If we want to search for the optimal parameters theta for a linear regression model by using the normal equation with:
theta = inv(X^T * X) * X^T * y
one step is to calculate inv(X^T*X). Therefore numpy provides np.linalg.inv() and np.linalg.pinv()
Though this leads to different results:
X=np.matrix([[1,2104,5,1,45],[1,1416,3,2,40],[1,1534,3,2,30],[1,852,2,1,36]])

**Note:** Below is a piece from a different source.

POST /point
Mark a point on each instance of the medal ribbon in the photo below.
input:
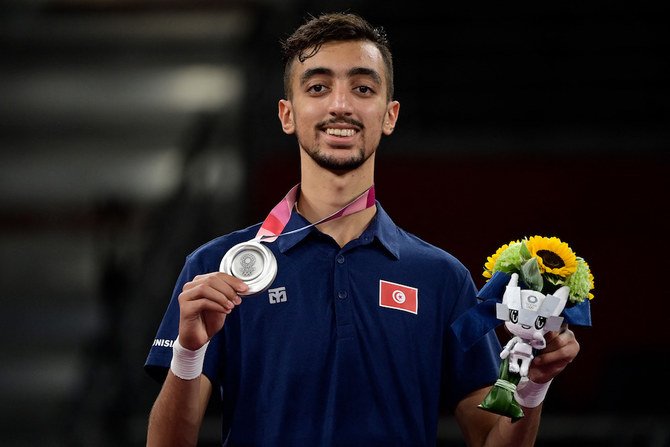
(274, 224)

y=np.matrix([[460],[232],[315],[178]])
XT=X.T
XTX=XT@X
pinv=np.linalg.pinv(XTX)
theta_pinv=(pinv@XT)@y
print(theta_pinv)
[[188.40031946]
[ 0.3866255 ]
[-56.13824955]
[-92.9672536 ]
[ -3.73781915]]
inv=np.linalg.inv(XTX)
theta_inv=(inv@XT)@y
print(theta_inv)
[[-648.7890625 ]
[ 0.79418945]
[-110.09375 ]
[ -74.0703125 ]
[ -3.69091797]]
The first output, that is the output of pinv is the correct one and additionally recommended in the numpy.linalg.pinv() docs. But why is this and where are the differences / Pros / Cons between inv() and pinv().